There are a number of resources available to coaches, parents, and sports practitioners who wish to participate in and/or implement ACL prevention programs in their communities.

The Santa Monica Sports Medicine Foundation has made the PEP (Prevent Injury and Enhance Performance) Program available to the public at http://smsmf.org/pep-program. A PDF version, web version, and video of their program are available on their website.

The Cincinnati Children’s Hospital and Sports Medicine Biodynamics Center hosts an annual ACL prevention workshop for all sports practitioners interested in learning about how to implement evidence-based concepts of ACL prevention into practical exercise drills. Information can be found on http://www.cincinnatichildrens.org/news/release/2009/acl-conference-11-03-2009/.
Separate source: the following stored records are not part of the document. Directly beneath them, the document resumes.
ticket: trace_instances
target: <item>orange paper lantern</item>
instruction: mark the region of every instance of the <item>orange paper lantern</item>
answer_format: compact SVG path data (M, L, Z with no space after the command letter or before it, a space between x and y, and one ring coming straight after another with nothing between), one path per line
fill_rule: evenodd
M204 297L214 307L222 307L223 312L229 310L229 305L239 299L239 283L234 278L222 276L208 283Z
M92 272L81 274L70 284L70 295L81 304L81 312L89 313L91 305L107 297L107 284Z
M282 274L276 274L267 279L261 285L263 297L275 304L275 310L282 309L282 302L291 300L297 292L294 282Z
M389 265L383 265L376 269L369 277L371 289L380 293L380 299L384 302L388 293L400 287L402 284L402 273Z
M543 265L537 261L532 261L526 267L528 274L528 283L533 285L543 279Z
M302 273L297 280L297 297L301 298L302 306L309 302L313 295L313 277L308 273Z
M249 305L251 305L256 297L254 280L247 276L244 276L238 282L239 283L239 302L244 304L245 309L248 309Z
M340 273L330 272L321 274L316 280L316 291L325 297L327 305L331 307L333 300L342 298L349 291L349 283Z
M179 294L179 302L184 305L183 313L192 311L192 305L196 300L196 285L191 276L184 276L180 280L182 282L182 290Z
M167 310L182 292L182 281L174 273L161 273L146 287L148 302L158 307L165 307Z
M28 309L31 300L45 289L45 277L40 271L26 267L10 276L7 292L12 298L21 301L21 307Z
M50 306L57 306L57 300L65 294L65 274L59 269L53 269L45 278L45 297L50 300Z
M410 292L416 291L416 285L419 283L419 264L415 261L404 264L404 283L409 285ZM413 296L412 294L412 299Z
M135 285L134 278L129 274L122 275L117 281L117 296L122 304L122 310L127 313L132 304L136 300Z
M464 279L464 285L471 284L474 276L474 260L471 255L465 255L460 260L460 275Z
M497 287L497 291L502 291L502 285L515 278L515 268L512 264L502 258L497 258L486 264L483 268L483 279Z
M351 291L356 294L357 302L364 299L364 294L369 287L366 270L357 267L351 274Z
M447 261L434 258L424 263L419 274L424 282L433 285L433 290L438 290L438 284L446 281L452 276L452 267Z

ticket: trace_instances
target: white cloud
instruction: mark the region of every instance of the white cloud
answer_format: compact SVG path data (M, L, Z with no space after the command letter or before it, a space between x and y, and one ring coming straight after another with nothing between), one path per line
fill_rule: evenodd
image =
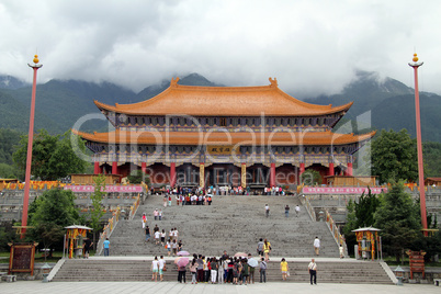
M0 3L0 74L109 80L134 90L199 72L231 86L276 77L298 95L338 92L355 69L441 93L437 0L29 1Z

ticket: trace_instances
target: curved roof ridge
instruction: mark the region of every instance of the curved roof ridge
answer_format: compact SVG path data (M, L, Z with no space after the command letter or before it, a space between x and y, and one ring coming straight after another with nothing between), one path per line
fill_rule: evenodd
M178 84L179 78L154 98L114 106L94 100L101 110L132 115L207 115L207 116L317 116L348 111L353 102L332 106L312 104L298 100L278 87L270 78L269 86L206 87Z

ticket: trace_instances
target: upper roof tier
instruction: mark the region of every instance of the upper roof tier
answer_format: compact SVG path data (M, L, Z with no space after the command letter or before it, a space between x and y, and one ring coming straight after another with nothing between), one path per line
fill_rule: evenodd
M170 87L160 94L133 104L114 106L94 101L101 111L127 115L185 114L192 116L320 116L333 113L344 115L353 102L332 108L299 101L278 87L270 78L269 86L260 87L197 87L178 84L172 79Z
M116 129L110 133L83 133L72 129L86 140L104 144L145 144L145 145L283 145L283 146L321 146L321 145L348 145L364 143L375 135L375 131L363 135L337 134L326 132L128 132Z

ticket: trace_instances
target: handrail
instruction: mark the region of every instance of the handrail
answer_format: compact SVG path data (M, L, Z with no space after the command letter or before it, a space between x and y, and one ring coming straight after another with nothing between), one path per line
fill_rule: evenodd
M132 220L136 214L136 211L139 207L139 203L140 203L140 195L138 194L135 202L133 203L133 205L131 205L131 212L128 214L128 219ZM109 238L114 228L116 227L117 223L120 222L121 218L121 208L120 206L116 208L116 212L114 212L112 214L112 218L109 218L108 224L104 226L103 233L100 234L100 240L97 244L97 256L101 256L102 251L103 251L103 244L105 238Z
M316 212L315 212L313 205L310 205L309 199L302 196L301 202L302 202L303 206L305 206L306 211L308 212L310 219L313 219L314 222L317 222Z
M336 240L337 246L340 247L340 245L342 245L344 256L348 256L348 246L346 244L344 237L340 234L338 227L336 226L336 222L333 220L328 210L325 210L325 213L326 213L326 225L329 228L330 233L332 234L332 237Z
M103 244L105 238L109 238L112 235L113 229L116 227L120 222L121 208L120 206L116 208L116 212L113 212L112 218L109 218L109 223L104 226L103 231L100 234L100 240L97 244L97 256L100 256L103 251Z

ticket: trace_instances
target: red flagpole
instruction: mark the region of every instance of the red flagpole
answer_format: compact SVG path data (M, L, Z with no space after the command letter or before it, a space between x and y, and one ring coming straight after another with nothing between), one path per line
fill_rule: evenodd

The Sportsmetric program made available by the Cincinnati Sports Medicine Research and Education Foundation provides a trademarked certification course for sports practitioners interested in becoming instructors for the Sportsmetrics ACL prevention program. There are also programs specifically designed for various sports. Information on certification courses as well as videos for interested athletes can be found on http://sportsmetrics.org/.
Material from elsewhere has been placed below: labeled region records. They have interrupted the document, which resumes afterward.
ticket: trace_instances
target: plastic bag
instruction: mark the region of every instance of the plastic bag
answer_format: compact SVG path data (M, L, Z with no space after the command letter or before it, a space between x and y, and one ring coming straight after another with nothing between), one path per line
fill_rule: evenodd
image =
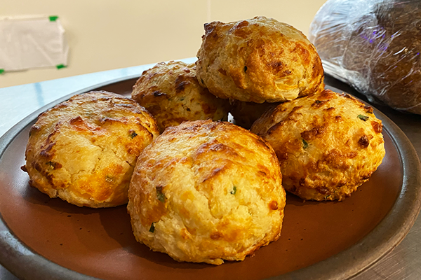
M325 72L421 114L421 1L328 0L310 25Z

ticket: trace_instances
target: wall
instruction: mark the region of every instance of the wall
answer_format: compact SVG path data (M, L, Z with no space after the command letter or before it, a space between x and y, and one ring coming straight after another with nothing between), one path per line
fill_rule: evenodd
M3 0L0 17L58 15L70 50L67 68L4 73L0 88L194 57L213 20L265 15L307 34L325 1Z

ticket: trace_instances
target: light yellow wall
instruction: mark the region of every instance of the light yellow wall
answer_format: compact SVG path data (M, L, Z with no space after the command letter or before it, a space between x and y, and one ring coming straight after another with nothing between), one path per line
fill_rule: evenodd
M203 25L265 15L307 34L326 0L6 0L0 17L58 15L68 66L0 75L0 88L196 56Z

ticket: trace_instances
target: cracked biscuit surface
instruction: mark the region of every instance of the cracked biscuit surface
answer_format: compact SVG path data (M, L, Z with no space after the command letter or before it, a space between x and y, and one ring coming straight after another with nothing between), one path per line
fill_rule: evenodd
M250 131L276 153L286 190L304 200L342 200L385 156L382 121L373 111L327 90L267 111Z
M161 132L186 120L228 118L228 101L199 84L194 64L157 64L142 74L133 86L132 98L154 115Z
M277 102L323 90L323 70L316 48L290 25L255 17L204 27L197 79L217 97Z
M128 201L136 160L159 135L134 100L106 92L75 95L43 113L31 127L23 169L29 185L82 206Z
M278 239L286 203L270 146L210 120L170 127L147 147L128 195L139 242L178 261L213 265Z

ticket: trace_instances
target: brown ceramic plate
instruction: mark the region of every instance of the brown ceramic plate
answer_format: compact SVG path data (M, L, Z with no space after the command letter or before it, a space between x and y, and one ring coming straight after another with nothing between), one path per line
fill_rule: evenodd
M130 95L135 78L83 91ZM339 91L335 88L333 90ZM73 94L72 94L73 95ZM342 202L287 197L279 240L243 262L178 262L137 243L125 206L93 209L50 199L28 186L28 132L42 108L0 139L0 262L27 279L347 279L394 248L420 207L421 169L405 134L384 125L386 156L370 181Z

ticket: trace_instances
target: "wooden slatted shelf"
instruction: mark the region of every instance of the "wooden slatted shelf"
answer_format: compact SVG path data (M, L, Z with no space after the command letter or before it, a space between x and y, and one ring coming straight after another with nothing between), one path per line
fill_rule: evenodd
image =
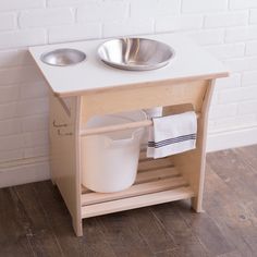
M144 156L144 152L140 156ZM187 181L167 158L158 160L140 158L136 181L125 191L103 194L84 187L82 192L83 218L194 196Z
M186 199L193 196L193 189L189 186L183 186L175 189L106 201L97 205L88 205L82 207L82 218L89 218L127 209L135 209L173 200Z

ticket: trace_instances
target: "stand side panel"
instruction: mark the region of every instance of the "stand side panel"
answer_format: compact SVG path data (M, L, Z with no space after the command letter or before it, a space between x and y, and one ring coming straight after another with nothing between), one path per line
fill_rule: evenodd
M51 176L57 184L73 219L77 235L82 235L81 175L78 166L79 98L70 101L70 114L62 99L50 96L50 152ZM54 123L53 123L54 122Z

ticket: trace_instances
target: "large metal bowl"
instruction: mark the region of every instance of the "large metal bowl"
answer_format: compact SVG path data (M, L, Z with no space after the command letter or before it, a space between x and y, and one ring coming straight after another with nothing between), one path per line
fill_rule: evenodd
M41 54L40 60L53 66L70 66L77 64L86 59L86 54L76 49L57 49Z
M149 71L167 65L174 50L147 38L118 38L98 48L99 58L108 65L130 71Z

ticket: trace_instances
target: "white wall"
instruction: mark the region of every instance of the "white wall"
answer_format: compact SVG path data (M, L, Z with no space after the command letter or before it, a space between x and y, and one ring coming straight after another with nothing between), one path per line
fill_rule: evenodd
M208 149L257 143L257 0L2 0L0 186L49 178L48 91L28 46L164 32L232 71L217 83Z

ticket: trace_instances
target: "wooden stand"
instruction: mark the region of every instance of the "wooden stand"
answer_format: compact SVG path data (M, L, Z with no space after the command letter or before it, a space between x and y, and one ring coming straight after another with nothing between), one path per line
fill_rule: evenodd
M205 179L206 130L213 78L163 81L107 88L60 98L51 93L50 142L51 178L71 212L77 236L83 235L82 219L192 198L192 207L201 211ZM140 154L136 183L128 189L100 194L81 185L81 143L84 136L106 131L147 126L150 121L100 130L85 130L98 114L164 107L164 114L195 110L198 113L196 149L163 159L147 159Z

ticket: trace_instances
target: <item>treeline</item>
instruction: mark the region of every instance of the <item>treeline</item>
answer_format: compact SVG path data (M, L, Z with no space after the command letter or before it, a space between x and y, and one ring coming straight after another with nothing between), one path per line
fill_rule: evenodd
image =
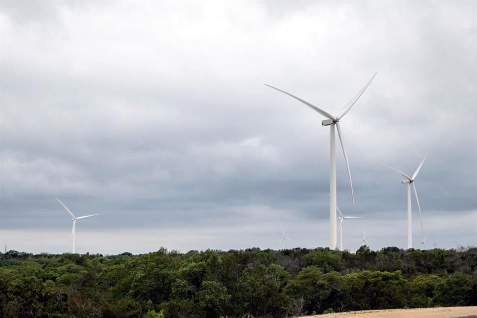
M477 248L0 253L0 317L286 318L477 305Z

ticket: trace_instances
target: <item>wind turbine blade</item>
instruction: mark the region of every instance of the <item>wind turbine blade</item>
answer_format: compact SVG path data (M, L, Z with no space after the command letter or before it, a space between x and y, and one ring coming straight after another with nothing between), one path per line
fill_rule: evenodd
M375 77L377 74L378 72L375 73L374 75L373 76L373 77L371 78L371 79L369 80L369 81L368 81L365 86L361 88L361 90L359 91L359 92L358 93L358 94L353 97L353 98L350 100L347 104L346 104L346 106L343 108L343 109L341 110L341 114L338 117L338 119L343 118L343 116L346 115L346 113L349 111L349 110L351 109L351 107L353 107L353 105L354 105L355 103L358 101L358 99L359 99L359 97L360 97L361 95L363 94L363 93L364 92L364 91L366 90L366 88L368 88L368 86L369 86L369 84L371 83L372 81L373 81L374 77Z
M427 157L427 154L424 156L424 159L422 159L422 162L421 162L421 164L419 164L417 168L416 169L416 171L414 171L414 174L412 175L412 180L415 179L416 177L417 176L417 174L419 173L419 171L421 170L421 167L422 166L422 163L424 163L424 160L426 159L426 157Z
M66 211L68 211L68 213L70 213L70 215L71 216L71 217L73 218L73 219L76 219L76 218L75 217L75 216L73 215L73 213L72 213L71 211L70 211L70 209L68 209L68 208L67 208L67 207L66 207L66 206L64 204L63 204L63 203L62 202L61 202L61 201L60 201L60 199L58 199L58 198L57 198L56 199L58 200L58 202L60 202L60 203L61 203L61 205L62 205L62 206L63 206L64 207L65 207L65 208L66 209Z
M419 198L417 197L417 191L416 190L416 183L412 182L412 187L414 188L414 194L416 195L416 201L417 201L417 208L419 209L419 218L421 220L421 231L424 234L424 226L422 225L422 216L421 215L421 206L419 204Z
M84 219L84 218L89 218L89 217L93 217L95 215L98 215L98 214L99 214L98 213L97 214L91 214L91 215L85 215L84 217L80 217L79 218L77 218L76 219L80 220L80 219Z
M336 119L336 118L335 118L334 116L333 116L332 115L331 115L331 114L330 114L329 113L328 113L327 112L326 112L326 111L323 110L322 109L320 109L318 108L317 107L317 106L315 106L315 105L312 105L312 104L310 104L310 103L309 103L309 102L307 102L307 101L305 101L305 100L303 100L301 98L299 98L297 97L297 96L294 96L294 95L292 95L291 94L290 94L290 93L287 93L287 92L285 91L284 90L282 90L281 89L280 89L277 88L276 88L276 87L273 87L273 86L271 86L271 85L268 85L268 84L265 84L265 85L268 86L269 87L271 87L272 88L273 88L274 89L276 89L276 90L278 90L278 91L281 91L281 92L282 92L282 93L283 93L284 94L286 94L288 95L288 96L293 97L294 98L295 98L295 99L296 99L297 100L298 100L299 101L302 102L302 103L303 103L304 104L305 104L305 105L306 105L307 106L308 106L308 107L310 107L310 108L311 108L312 109L313 109L314 110L318 112L318 113L319 113L320 114L321 114L322 116L324 116L324 117L326 117L327 118L329 118L330 119L331 119L331 120L334 120L335 119Z
M398 172L398 173L399 173L399 174L400 174L401 175L402 175L402 176L403 176L404 178L405 178L406 179L407 179L409 181L411 181L411 180L412 180L412 179L411 178L411 177L409 176L408 175L407 175L407 174L406 174L404 173L404 172L401 172L401 171L399 171L399 170L398 170L397 169L395 169L395 168L393 168L393 167L389 166L389 165L387 165L384 164L383 164L383 163L382 163L382 164L383 164L383 165L384 165L384 166L388 167L388 168L391 168L391 169L392 169L394 170L394 171L396 171L397 172Z
M339 142L341 144L341 149L343 150L343 155L344 156L344 161L346 163L346 168L348 169L348 176L349 177L349 185L351 188L351 198L353 199L353 210L355 210L354 206L354 192L353 191L353 181L351 180L351 172L349 170L349 161L348 160L348 154L344 149L344 143L343 141L343 134L341 129L339 126L339 122L336 122L336 129L338 130L338 137L339 138Z

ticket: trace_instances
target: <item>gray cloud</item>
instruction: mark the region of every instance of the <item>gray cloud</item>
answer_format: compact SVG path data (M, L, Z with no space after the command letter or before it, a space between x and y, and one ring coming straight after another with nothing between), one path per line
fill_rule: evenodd
M425 228L477 242L475 3L33 3L0 6L5 240L44 233L18 246L68 250L50 240L71 226L58 196L100 213L80 230L96 238L175 231L166 242L186 249L206 229L199 247L241 232L239 246L276 247L280 219L326 245L329 132L263 84L337 113L378 71L342 121L357 210L337 145L338 204L379 229L376 248L404 246L405 188L381 163L412 173L427 153Z

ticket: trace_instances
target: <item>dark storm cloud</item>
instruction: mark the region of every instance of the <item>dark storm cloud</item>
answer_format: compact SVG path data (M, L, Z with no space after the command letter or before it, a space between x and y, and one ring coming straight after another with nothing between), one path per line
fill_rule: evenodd
M329 129L263 84L338 113L378 71L342 121L357 210L339 144L338 205L382 232L376 248L403 245L405 187L381 163L412 174L427 153L425 228L475 244L475 3L0 8L0 230L10 236L67 232L58 196L100 213L82 226L94 235L186 230L167 241L186 249L206 229L216 236L201 247L228 248L228 233L248 231L242 247L264 247L281 220L302 229L297 243L325 245ZM452 229L452 218L470 222Z

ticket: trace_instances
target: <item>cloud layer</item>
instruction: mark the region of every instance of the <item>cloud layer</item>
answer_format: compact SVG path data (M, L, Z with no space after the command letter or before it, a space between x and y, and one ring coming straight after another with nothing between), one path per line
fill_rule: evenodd
M466 1L2 1L0 240L68 250L58 197L100 213L79 222L80 252L121 251L123 233L131 251L277 248L280 222L326 246L328 130L263 84L338 113L377 71L341 122L356 211L337 145L338 205L365 217L345 247L365 226L374 248L405 246L405 187L381 163L412 174L426 153L426 233L476 245L476 17Z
The KIPP (Knee Injury Prevention Program) is available to interested athletes as well as coaches for a fee by the Lurie Children’s Hospital of Chicago in the Chicago area. Application information can be found on http://www.luriechildrens.org/en-us/care-services/conditions-treatments/institute-sports-medicine/Pages/our-care/knee-injury-prevention-program/knee-injury-prevention-program.aspx.

Conclusion

Female athletes on average have a 3.5 times greater risk for sustaining non-contact ACL injuries compared with males. This gender discrepancy stems from maladaptive neuromuscular recruitment patterns and poor jumping/landing biomechanics that lead to greater risk for ACL tears in women. There is promising evidence that these patterns can be prevented and corrected by participation in an ACL prevention program. The ideal ACL prevention program incorporates exercises and drills that emphasize plyometrics, neuromuscular training, and muscle strengthening, as well as education and feedback regarding body mechanics and landing technique. It would ideally begin 6 weeks prior to the season, can be as short at 20 minutes, and can be done in place of a typical warm-up.
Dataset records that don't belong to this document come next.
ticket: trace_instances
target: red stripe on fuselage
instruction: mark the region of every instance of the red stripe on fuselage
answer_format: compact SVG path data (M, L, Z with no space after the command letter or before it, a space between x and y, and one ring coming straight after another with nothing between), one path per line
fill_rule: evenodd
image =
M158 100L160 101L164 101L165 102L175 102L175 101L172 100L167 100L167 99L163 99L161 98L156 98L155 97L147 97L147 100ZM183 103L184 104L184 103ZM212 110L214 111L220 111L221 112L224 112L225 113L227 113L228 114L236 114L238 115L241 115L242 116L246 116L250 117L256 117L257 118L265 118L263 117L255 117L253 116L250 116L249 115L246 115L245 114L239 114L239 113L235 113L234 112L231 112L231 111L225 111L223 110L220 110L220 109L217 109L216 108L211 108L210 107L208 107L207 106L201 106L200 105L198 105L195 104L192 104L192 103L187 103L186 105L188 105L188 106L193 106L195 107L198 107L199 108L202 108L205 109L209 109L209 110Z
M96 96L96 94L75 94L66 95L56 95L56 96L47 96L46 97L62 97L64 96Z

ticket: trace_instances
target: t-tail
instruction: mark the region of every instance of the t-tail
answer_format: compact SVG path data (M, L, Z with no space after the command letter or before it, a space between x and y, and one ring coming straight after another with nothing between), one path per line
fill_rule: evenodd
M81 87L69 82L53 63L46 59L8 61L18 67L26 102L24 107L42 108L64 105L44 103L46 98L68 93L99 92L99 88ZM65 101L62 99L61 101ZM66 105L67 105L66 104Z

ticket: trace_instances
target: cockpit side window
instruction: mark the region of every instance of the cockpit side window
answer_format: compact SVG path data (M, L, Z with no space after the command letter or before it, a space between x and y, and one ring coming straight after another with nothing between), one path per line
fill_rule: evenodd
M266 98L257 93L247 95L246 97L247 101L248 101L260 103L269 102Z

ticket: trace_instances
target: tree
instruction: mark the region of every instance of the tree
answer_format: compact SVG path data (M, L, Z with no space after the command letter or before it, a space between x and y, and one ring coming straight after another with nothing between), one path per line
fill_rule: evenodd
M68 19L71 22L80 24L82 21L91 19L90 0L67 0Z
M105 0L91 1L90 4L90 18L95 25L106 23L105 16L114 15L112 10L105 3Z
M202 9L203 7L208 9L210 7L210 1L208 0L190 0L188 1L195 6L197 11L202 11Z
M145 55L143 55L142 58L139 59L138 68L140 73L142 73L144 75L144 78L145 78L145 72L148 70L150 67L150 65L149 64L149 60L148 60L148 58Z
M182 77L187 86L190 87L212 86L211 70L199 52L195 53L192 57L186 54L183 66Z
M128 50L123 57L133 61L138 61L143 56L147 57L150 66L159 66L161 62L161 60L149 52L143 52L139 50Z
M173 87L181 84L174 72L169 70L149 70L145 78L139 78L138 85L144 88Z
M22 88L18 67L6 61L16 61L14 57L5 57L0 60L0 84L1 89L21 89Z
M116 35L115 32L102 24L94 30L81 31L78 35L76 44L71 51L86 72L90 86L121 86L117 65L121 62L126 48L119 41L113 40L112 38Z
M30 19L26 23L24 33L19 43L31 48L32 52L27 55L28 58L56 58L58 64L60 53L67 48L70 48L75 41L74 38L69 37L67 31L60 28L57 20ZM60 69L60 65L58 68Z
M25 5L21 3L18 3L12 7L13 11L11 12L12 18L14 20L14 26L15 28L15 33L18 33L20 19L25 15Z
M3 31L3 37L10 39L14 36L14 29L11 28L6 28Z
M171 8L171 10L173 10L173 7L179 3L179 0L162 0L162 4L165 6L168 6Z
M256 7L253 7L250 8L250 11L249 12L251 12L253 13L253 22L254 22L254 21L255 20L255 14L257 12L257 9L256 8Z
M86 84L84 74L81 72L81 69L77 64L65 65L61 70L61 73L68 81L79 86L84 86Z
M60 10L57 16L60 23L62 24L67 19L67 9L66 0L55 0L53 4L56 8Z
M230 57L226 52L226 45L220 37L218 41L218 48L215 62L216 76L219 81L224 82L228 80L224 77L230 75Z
Creating prevention programs that also simultaneously enhance sports performance can further motivate coaches and athletes to participate on a larger scale. Thus, further research needs to be done to identify components of ACL prevention programs that simultaneously enhance sports performance.

ACL injuries in female athletes can have detrimental consequences on overall wellbeing, contribute to chronic knee problems, and impair future sports involvement. Wide scale implementation of ACL prevention programs may hopefully one day narrow the gender gap in injury rates in female athletes.